Surface Mechanix uses products from several companies and is listed as one to call on a website maintained by GlassRenu, a company that sells tools and kits for taking scratches out of glass and has videos showing the process on its website. The equipment isn’t expensive for pros investing to get started in a business, but it’s more than a homeowner could justify as a way to get scratches out of a single glass tabletop. GlassRenu’s Professional Kit XL is $426.99 at Zoro.com; you’d also need a 6-inch grinder, such as Makita’s 13-amp corded cutoff angle grinder ($249 at Home Depot) and a 7-inch variable speed rotary polisher ($304.58 for Makita’s 17-amp corded model).

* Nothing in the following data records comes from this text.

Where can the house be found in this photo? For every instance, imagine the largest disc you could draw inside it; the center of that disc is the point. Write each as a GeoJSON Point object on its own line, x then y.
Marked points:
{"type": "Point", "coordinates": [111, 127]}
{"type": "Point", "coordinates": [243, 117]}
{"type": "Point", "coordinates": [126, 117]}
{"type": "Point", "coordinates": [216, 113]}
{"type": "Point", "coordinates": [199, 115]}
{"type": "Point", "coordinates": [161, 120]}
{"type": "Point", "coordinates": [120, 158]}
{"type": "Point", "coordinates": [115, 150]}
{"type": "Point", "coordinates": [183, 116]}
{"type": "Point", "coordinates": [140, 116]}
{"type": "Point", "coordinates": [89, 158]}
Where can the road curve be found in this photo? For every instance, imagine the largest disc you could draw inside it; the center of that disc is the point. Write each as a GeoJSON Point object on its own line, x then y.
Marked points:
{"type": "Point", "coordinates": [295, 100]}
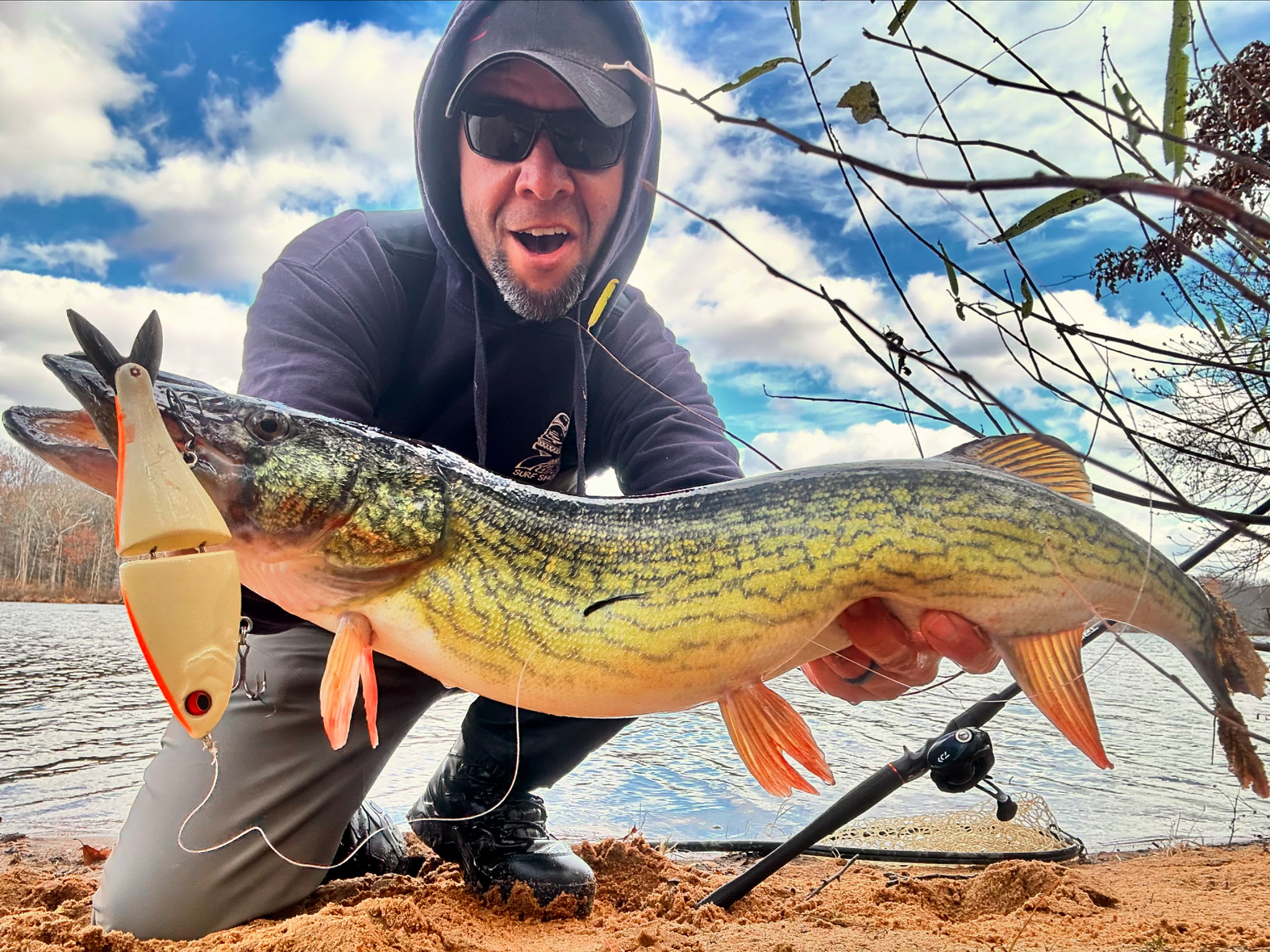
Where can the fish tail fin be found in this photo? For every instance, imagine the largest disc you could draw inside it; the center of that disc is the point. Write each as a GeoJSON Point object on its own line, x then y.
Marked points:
{"type": "Point", "coordinates": [763, 726]}
{"type": "Point", "coordinates": [1048, 668]}
{"type": "Point", "coordinates": [347, 664]}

Paying a pro to do the work would be cheaper — as would buying a new piece of glass. If you need a piece 18 inches by 30 inches, for example, and you opted for tempered glass ¼-inch thick with beveled edges, it would cost $169.67 at Dulles Glass, which is based in Manassas but has seven other showrooms in the Washington area and sells online through its website.
However, if the scratches are shallow enough that you can’t feel them when you run your fingernails across, you have another option. For do-it-yourselfers, Vilhauer recommended buying a glass scratch removal kit with cerium oxide (an abrasive) and a felt buffing wheel or pads that can be used with a cordless or plug-in drill. A kit from Yanmis with wool felt polishing wheels and polishing pads, sandpaper in five grits from 150 to 7000 (in case you want to try removing deeper scratches), and 230 grams of cerium oxide is $21.17 on Amazon. If you use the sanding discs, wear a dust mask rated for N95 filtering of fine particles, and consider working outdoors, where air circulation is excellent and where the glass dust and any bits of polish that go airborne won’t be a problem. Don’t expect instant results, though. Wrote one reviewer on Amazon that gave this kit a five-star review: “As with all glass polishes, this is a long and messy process.”